I even put it in my Twitter bio for awhile (and then removed it in late 2016 for reasons you can probably guess).
Five years after the fact,
I picked the title "relentless future"
when naming the original #mod_shrine
compo version of the song.
I wouldn't have done this for any old compo entry;
this particular one felt special somehow.
I regret not saving the chatlog
of the other participants' reactions!
Their comments stuck with me for years afterward,
spurring me to flesh out & finish the song.
on the album name
I think in orthogonalities a lot: two concepts that are neither opposites nor analogies, but rather complements to each other. My simfile pack in progress "beat & flow" reflects this same thought pattern. I consider contrast to be central to all of my creative work, and these orthogonalities serve as a multidimensional space in which to explore contrast: finding all the ways something can be different from itself over time while remaining cohesive.

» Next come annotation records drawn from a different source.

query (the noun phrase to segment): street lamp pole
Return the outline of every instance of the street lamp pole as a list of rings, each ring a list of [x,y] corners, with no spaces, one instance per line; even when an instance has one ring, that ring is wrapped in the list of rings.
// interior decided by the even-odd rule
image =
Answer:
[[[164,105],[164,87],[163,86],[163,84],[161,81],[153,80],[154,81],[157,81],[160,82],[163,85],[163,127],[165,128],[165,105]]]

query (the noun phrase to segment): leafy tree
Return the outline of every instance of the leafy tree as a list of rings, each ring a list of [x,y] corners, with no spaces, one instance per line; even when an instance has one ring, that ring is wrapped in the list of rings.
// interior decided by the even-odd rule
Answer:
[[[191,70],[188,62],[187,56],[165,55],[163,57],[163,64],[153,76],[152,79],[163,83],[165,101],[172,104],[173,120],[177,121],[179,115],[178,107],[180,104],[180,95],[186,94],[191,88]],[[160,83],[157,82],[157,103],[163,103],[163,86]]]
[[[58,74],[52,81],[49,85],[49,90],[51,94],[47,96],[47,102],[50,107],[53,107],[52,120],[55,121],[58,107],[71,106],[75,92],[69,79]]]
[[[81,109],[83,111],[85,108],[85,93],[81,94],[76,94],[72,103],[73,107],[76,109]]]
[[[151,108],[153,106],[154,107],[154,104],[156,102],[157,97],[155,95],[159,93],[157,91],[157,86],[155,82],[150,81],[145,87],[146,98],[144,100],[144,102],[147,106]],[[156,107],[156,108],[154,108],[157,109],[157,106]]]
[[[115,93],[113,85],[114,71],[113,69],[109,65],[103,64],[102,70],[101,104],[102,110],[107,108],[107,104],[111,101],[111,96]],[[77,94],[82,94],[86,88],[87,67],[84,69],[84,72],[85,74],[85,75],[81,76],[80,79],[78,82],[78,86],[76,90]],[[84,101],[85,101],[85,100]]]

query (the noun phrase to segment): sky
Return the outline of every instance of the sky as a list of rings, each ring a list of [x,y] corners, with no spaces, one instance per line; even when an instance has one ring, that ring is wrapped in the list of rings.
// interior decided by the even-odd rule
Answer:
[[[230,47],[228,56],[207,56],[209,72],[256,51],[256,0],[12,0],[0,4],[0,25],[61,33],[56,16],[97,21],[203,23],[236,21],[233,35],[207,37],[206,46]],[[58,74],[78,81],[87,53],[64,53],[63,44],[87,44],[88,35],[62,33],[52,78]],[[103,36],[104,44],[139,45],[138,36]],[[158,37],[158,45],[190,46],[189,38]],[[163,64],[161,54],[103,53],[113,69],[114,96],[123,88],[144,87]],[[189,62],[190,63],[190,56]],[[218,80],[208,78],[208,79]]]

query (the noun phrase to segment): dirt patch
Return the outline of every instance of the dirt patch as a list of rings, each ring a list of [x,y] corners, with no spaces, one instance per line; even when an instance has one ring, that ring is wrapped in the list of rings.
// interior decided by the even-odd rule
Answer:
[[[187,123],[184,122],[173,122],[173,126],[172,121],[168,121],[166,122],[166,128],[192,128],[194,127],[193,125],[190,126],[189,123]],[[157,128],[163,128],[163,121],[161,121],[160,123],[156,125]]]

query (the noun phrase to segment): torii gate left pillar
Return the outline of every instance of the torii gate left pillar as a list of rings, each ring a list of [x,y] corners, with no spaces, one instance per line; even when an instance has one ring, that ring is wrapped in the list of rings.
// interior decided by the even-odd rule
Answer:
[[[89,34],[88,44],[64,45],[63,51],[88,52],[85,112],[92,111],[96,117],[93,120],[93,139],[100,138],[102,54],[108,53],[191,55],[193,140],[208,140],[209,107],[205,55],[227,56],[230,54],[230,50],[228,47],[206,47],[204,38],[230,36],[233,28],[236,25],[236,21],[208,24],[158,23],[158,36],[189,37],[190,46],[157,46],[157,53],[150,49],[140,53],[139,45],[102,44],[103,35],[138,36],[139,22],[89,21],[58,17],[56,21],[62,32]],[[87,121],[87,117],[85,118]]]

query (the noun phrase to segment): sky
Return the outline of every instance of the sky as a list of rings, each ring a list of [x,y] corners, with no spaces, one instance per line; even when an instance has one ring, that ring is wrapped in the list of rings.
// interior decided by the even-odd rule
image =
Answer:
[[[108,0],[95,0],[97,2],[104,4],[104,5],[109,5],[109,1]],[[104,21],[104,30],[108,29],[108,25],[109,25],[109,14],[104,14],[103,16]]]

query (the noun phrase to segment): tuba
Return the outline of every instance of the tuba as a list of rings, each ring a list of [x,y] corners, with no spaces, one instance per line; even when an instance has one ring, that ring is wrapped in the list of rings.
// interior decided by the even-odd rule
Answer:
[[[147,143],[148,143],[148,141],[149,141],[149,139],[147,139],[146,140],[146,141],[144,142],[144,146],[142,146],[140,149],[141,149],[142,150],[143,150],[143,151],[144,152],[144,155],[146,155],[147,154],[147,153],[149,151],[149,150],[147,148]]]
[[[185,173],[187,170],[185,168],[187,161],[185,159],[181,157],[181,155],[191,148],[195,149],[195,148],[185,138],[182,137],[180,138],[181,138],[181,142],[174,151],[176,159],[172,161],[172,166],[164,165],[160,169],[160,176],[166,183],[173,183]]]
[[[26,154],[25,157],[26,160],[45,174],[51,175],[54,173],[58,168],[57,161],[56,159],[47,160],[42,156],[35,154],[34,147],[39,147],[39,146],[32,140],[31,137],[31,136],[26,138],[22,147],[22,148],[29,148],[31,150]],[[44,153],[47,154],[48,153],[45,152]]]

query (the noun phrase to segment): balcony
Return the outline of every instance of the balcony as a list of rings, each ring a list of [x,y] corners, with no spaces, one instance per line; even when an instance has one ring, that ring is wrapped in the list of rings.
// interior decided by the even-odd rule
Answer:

The specific name Light & Matter has been floating in my head for many years, to the point where naming this album anything else would've felt emotionally dishonest. I'll have more to say about it when the album is complete.
on the "in progress" nature of the album
I wanted to have finished this entire album by today. It was obviously a moonshot, but it wasn't entirely unfounded: I had made Sierpiński's Nightmare in a little over 3 weeks in 2021. If I could just multiply that pace by an album's song count, I would have it finished in a year with time to spare! But, Sierpiński's Nightmare was a product of my constraints, including an inflexible deadline and a collaborator to not let down. Those constraints weren't present in my life over the last year, so progress was relatively slow.
on working on an album for 11 months and then rushing to finish a specific song from it in 1 month
It's funny, right? It's like a little prank I played on myself (and my peers who helped me get it across the finish line). I had other songs that were closer to done, but when it came down to the last month, I decided that relentless future simply had to be the flagship single. I try not to mythologize my own life, but it was one of those decisions that felt almost out of my control, like instructions from the heavens.
on announcing an album for which one song is complete
Remember those constraints around Sierpiński's Nightmare's creation? That's some classic ADHD behavior right there: finding out I can make a 6-minute song in 3 weeks because the task at hand offered novelty & urgency. Really, the same thing happened with relentless future. At some point, I have to accept that this is just how I operate: chasing after motivation like my life depends on it the handful of times it shows up in my life each year. This is how the entire album will get made, and I'll probably release at least half of its songlist as singles along the way.
I've announced and dropped smaller projects before, but I've never felt more conviction in my heart that I have to finish something. The only way I'm not finishing this album is if I die or fall out of grace with capitalism, losing the spare time I have to make music (a fate worse than death).
on a release date
I will finish Light & Matter within the next 6 years, ideally much sooner. I think that's the most realistic goal I can give myself without just quipping "cats don't have deadlines".